Attribute to The Libertarian Enterprise

When looking at what direction to go, it's often a good idea to imagine what it would look like if one actually got there. I'm talking about freedom, of course. For one thing, such a plausible scenario might be used to dispense fears of people for whom it is not obvious that the end result is one they can live with.

We have seen various examples (e.g. Probability Broach) giving some flavor of what a free life might be. I think a lot of them tend to be reflections of the author's preferences. "Freedom is just like suburban life today, with a little more drugs and guns thrown in," and things of that nature.

What I think, is that it will look a lot like today in many respects. However, it will not be so "homogenized". Government tends to iron out differences, bear down preferentially on people who are far outside the mean, cast everything into a bland, grey, bureacratized mold. With no government, this blanding of America would be reversed.

Let's imagine no federal or state governments. Perhaps, as has happened now and then in the past, people just stop listening en masse to the ruling classes, simply ignoring them (it takes cooperation to keep the plunder machine going). In such a free world, it is pretty easy to imagine a sort of "anything goes" culture in the big cities -- plural marriages, booze drugs and sex, strange professions and avocations, weird dress habits, you name it ("weird" and "strange" being in the eye of the beholder, of course). But would there still be a place in freedom for Hutterites? For the FLDS Church?

Yes. Not only that; there will also be communities of communists, communities of Nazis, and of any other outlandish human expression or worldview one could think of.

Now, I've seen in discussion of this, that many of those communities would not actually be "free". And that bothers some folks. I find it hard to see why it would bother anyone, as long as you can leave a community that is not as you like it. Remember, in a free society one can find a community that suits, since there will be amazing diversity out there.

No doubt at some point, someone will say, "How do we get there from here? If a gay man is in a community that outlaws homosexuals, does he have to move?"

There seem to be two major difficult points. The transition to freedom, as above; and how children are dealt with. I will address those in future articles, and I hope others post ideas about these too. Right now I just want to look at the end result.

If someone just says, "Freedom means no rules anywhere," they are doomed to disappointment.

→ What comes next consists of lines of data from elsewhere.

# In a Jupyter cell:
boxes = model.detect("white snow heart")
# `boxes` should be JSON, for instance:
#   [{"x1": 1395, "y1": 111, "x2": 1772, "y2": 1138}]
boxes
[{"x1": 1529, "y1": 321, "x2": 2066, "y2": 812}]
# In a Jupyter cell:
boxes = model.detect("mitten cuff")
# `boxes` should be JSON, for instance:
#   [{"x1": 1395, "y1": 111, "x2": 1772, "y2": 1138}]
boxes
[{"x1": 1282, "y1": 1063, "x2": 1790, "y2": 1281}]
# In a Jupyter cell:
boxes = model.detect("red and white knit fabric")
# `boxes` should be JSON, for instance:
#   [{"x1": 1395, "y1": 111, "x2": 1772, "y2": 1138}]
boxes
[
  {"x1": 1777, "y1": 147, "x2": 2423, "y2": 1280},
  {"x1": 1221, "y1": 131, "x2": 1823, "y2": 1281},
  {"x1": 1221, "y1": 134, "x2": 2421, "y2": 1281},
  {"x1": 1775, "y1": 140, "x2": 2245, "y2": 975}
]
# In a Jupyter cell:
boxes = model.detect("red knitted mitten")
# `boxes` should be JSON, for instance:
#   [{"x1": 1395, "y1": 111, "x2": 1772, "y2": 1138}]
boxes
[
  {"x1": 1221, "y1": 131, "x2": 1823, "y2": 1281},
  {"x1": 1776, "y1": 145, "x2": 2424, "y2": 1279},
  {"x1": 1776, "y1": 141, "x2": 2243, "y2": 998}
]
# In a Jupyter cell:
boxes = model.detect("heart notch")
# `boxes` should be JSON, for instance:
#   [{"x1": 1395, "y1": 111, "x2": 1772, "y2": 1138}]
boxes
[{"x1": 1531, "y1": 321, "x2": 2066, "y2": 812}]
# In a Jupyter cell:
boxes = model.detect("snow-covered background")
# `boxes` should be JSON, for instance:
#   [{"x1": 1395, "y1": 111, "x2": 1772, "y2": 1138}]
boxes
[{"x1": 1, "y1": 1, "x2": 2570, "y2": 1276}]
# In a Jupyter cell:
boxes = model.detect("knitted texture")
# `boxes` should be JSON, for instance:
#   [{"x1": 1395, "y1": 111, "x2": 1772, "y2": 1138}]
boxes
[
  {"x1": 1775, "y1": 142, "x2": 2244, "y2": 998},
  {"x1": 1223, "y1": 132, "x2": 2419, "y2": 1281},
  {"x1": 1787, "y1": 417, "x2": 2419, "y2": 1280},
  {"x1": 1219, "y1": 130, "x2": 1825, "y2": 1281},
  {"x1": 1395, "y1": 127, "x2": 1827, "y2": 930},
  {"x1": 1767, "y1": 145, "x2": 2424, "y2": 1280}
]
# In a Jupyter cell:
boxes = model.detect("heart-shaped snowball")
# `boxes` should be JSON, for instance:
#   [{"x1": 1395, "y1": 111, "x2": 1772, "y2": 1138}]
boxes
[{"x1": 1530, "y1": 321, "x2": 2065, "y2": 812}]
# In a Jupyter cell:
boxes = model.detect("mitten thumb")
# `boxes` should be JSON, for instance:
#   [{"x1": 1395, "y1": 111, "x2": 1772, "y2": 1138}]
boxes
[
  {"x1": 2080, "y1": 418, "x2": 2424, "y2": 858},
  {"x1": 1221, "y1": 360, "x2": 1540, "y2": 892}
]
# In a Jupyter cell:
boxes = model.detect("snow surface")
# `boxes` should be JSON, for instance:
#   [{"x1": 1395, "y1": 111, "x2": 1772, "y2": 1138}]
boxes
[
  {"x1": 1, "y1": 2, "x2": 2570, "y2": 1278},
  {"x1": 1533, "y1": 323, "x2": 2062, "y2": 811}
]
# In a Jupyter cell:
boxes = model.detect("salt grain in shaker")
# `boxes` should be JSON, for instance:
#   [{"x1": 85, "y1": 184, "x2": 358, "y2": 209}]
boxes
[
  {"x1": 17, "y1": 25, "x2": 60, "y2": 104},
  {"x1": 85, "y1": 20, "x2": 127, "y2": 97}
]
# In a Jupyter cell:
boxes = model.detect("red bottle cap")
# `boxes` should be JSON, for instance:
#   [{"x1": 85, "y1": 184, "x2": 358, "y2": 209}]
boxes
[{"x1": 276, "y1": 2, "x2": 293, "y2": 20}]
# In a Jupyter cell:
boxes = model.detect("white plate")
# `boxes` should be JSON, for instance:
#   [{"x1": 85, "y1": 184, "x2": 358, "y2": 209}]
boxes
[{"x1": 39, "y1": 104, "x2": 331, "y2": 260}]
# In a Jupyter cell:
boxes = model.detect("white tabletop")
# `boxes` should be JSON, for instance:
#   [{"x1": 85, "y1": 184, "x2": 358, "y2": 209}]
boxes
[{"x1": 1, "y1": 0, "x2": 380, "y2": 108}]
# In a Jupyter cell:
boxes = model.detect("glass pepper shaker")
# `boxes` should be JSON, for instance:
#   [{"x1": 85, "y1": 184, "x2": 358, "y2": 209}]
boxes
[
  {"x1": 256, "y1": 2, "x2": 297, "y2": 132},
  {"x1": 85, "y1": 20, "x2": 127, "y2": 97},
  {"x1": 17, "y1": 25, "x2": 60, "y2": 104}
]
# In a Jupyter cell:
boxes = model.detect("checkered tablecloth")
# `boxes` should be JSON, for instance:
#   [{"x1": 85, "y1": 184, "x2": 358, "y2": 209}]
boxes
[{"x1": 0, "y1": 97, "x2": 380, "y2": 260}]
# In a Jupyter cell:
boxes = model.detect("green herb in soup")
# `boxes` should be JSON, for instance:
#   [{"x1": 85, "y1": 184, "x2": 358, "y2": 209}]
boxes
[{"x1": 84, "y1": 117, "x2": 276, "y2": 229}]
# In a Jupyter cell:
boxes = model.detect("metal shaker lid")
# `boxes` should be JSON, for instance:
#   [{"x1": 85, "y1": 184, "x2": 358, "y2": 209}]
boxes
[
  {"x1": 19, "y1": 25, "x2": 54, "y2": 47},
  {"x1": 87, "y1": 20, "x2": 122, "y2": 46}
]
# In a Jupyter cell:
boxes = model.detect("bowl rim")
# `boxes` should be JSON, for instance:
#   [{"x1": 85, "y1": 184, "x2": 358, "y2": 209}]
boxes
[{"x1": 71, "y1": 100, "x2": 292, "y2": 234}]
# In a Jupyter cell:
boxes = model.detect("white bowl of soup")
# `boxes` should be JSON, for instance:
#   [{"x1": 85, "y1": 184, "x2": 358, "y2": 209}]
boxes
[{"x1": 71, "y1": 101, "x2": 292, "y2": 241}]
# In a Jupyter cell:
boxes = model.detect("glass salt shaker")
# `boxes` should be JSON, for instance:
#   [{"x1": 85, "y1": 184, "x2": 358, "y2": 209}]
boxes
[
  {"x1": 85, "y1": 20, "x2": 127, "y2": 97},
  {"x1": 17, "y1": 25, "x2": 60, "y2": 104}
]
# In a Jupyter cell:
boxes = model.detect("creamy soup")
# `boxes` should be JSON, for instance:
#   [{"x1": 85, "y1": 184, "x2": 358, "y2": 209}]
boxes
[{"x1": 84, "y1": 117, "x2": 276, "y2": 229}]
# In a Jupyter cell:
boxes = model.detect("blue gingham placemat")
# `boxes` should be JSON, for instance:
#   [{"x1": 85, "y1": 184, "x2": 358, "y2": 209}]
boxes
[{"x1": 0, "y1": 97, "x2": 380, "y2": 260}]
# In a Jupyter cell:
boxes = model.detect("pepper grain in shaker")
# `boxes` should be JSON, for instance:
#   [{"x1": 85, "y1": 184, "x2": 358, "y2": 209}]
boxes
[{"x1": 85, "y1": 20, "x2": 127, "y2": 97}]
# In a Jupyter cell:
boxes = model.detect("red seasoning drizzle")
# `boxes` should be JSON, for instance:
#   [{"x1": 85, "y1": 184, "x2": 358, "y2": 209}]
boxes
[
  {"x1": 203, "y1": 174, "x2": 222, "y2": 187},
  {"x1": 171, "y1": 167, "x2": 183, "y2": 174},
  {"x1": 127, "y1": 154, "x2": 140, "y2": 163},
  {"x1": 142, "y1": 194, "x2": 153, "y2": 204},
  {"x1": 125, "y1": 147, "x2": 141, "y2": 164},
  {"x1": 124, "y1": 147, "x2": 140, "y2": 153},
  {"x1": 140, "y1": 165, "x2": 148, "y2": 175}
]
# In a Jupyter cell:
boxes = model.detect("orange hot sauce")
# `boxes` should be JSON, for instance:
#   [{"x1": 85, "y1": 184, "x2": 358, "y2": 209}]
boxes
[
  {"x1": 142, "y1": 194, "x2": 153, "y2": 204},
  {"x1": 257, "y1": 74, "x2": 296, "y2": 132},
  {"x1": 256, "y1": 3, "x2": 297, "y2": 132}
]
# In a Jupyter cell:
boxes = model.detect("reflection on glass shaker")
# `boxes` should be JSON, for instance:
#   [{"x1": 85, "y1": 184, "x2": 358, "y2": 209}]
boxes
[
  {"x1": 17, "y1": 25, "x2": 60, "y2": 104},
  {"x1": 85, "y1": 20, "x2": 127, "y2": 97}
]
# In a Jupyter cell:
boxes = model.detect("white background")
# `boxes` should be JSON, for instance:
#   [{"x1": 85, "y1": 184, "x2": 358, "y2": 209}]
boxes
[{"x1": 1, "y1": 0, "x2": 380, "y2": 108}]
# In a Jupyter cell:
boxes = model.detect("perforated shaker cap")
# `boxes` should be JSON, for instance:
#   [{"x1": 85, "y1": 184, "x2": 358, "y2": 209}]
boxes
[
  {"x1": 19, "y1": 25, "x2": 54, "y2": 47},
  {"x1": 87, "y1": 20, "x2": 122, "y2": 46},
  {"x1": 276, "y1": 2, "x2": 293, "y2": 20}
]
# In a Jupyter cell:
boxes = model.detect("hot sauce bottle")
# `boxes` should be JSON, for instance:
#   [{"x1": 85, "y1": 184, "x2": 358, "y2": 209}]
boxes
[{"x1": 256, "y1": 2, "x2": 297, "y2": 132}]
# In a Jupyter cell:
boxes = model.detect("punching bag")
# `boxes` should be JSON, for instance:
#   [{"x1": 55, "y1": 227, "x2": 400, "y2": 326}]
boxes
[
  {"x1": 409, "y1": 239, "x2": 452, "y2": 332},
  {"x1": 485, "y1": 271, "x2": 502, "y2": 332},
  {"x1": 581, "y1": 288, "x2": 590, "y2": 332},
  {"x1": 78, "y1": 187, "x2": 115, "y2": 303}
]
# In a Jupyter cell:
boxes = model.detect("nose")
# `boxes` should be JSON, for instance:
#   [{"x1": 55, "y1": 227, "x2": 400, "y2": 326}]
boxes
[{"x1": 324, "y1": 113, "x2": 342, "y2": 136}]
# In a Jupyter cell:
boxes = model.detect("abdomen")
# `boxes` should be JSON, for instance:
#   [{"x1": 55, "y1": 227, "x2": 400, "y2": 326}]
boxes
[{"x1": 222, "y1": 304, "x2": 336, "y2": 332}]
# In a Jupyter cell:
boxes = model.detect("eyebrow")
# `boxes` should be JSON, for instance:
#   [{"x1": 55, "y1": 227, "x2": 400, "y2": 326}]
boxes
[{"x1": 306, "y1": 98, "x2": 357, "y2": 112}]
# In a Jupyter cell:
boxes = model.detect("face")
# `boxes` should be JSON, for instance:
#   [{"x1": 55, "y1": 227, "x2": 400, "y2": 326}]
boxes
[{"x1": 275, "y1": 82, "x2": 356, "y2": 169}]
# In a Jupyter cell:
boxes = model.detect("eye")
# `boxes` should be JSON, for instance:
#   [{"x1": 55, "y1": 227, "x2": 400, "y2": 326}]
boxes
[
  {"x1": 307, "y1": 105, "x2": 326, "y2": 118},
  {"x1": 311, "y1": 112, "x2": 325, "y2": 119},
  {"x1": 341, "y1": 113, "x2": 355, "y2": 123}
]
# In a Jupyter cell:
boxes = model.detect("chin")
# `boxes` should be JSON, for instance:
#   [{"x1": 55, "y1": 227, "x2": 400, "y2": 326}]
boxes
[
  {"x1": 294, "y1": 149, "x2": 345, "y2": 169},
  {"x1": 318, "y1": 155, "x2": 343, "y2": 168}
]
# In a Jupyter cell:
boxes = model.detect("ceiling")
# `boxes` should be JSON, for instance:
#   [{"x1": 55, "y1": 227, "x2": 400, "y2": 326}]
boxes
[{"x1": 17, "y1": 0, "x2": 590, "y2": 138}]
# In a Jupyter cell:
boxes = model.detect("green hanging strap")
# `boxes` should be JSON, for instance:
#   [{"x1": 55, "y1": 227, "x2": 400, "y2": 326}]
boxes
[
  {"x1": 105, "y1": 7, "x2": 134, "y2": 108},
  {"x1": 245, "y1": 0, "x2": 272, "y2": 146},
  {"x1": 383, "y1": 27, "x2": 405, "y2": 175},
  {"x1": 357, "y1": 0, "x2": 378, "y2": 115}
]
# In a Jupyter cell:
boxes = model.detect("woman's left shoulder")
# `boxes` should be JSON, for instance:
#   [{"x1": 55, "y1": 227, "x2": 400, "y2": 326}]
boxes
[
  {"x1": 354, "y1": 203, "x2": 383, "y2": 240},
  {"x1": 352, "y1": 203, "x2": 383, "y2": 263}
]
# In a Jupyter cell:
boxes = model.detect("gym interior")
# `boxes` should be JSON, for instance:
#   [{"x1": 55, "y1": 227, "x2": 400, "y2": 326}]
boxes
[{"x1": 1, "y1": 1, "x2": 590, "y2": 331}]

Not only because it would be awful hard to get any but a tiny minority to go along with that; but because even if such a condition occurred by magic, humans would undermine it by agreeing to give up this freedom or that in exchange for something else like culture or security. And, you can't force them to stop doing that! If you tried, that wouldn't be freedom either, because freedom implies no initiation of force. People can get together and set a speed limit in their community, or say "no gays" or "no straights", or any other thing that pleases them to do. As long as they do not force it on others.

The bottom line here is that, in a free society, there would be vastly more diversity in communities than there is now. Which should be good news to people with all sorts of world-views currently, who might have objected to freedom otherwise if they thought it would mean everything had to look just like San Francisco, but with guns and no cops.

Yes, there is room in a free society for Hutterites and FLDS. In fact there is more room, since current statist society has treated FLDS folks so shabbily.

Do you disagree?

Again, the transition problem and problem with children will be addressed in the future, but I'll bet this will not keep people from objecting based on transition, or arguments about children. In this article I'm just trying to get people to admit that people unlike them will still have a place in a free society.